2. State: We want to organize our problem in such a way that we can have unique states. In the case of the egg drop we identified this as the number of floors we have remaining and the number of eggs we have left. States are independent of path, because once you get to a state the optimal behavior for the future does not depend on how you got there. Someone who won a lottery and now has \$1 million in their bank account should the same to a billionaire who lost their company and now has only \$1 million remaining.
3. Overall Value function: This is the recursive call. The value of a current policy decision is always going to be determined by the immediate value gained from a policy decision plus all future value that can be obtained by acting optimally.

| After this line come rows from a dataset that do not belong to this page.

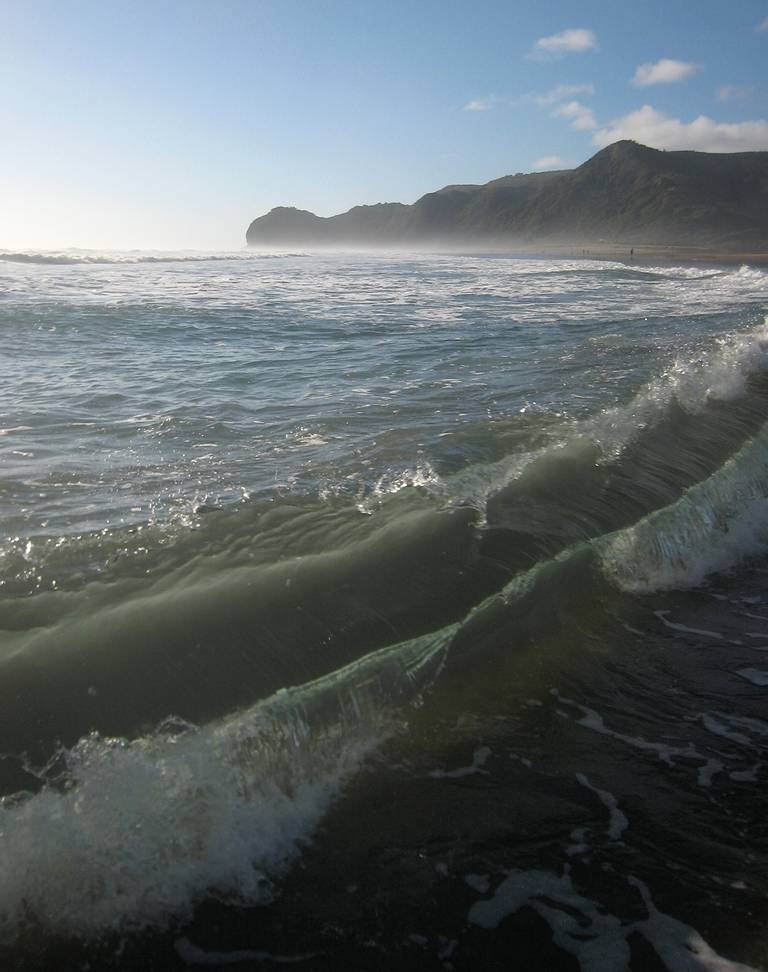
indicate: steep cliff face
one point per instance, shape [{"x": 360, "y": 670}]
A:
[{"x": 625, "y": 192}]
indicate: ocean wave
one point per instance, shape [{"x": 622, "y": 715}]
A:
[
  {"x": 144, "y": 828},
  {"x": 716, "y": 525},
  {"x": 66, "y": 258}
]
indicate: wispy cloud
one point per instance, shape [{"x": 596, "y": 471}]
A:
[
  {"x": 733, "y": 92},
  {"x": 560, "y": 93},
  {"x": 548, "y": 162},
  {"x": 480, "y": 104},
  {"x": 665, "y": 71},
  {"x": 703, "y": 134},
  {"x": 575, "y": 40},
  {"x": 578, "y": 115}
]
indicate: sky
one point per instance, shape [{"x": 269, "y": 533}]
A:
[{"x": 171, "y": 124}]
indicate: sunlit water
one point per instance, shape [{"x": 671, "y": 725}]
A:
[{"x": 491, "y": 521}]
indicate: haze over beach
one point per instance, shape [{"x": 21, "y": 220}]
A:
[{"x": 383, "y": 487}]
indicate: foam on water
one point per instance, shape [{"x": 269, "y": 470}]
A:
[
  {"x": 715, "y": 525},
  {"x": 144, "y": 828},
  {"x": 596, "y": 938}
]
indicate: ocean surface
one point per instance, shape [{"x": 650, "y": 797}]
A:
[{"x": 382, "y": 610}]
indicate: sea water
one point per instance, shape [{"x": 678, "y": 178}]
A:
[{"x": 437, "y": 577}]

This is represented by the Bellman Equation.
$$\underbrace{V^*(s_t)}_{\text{optimal value}} = \underset{a}{max}\left \{ \underbrace{R(a,s_t)}_{\text{Immediate Value Function}} +
   \underbrace{\sum_{i>t}V^*(s_{i})}_{\text{Optimal Value of future states}} \right\}$$
4. Immediate Value function: This is the value that is immediately obtained from a single decision given a single state
5. Policy Decision: Policy decisions are the options available to you at a given state. We maximize our objective by choosing the optimal policy decisions.
6. Lookup/cache: to prevent repeated calculations you should have some way to store older results and extract them

# Top Down Memoization
So we have our equation as listed above. We can use memoization and recursion with a dictionary to create simple code that performs the task beautifully

In [1]:
cache = {}
def OptimalValue(state):
    if state in cache:
        return cache[state]
    else:
        optimal_decision = None
        max_value = -1
        for decision in possible_decisions:
            new_state = transition(state, decision)
            value = immediate_value(state,decision) + OptimalValue(new_state)
            if value > max_value:
                max_value = value
                optimal_decision = decision  
    cache[state] = (value, decision)
    return cache[state]

If everything was done correctly then the end result will be a lookup table that can find you the solution for any state that is included in the range. Usually your solution will be in one of the corners of the problem.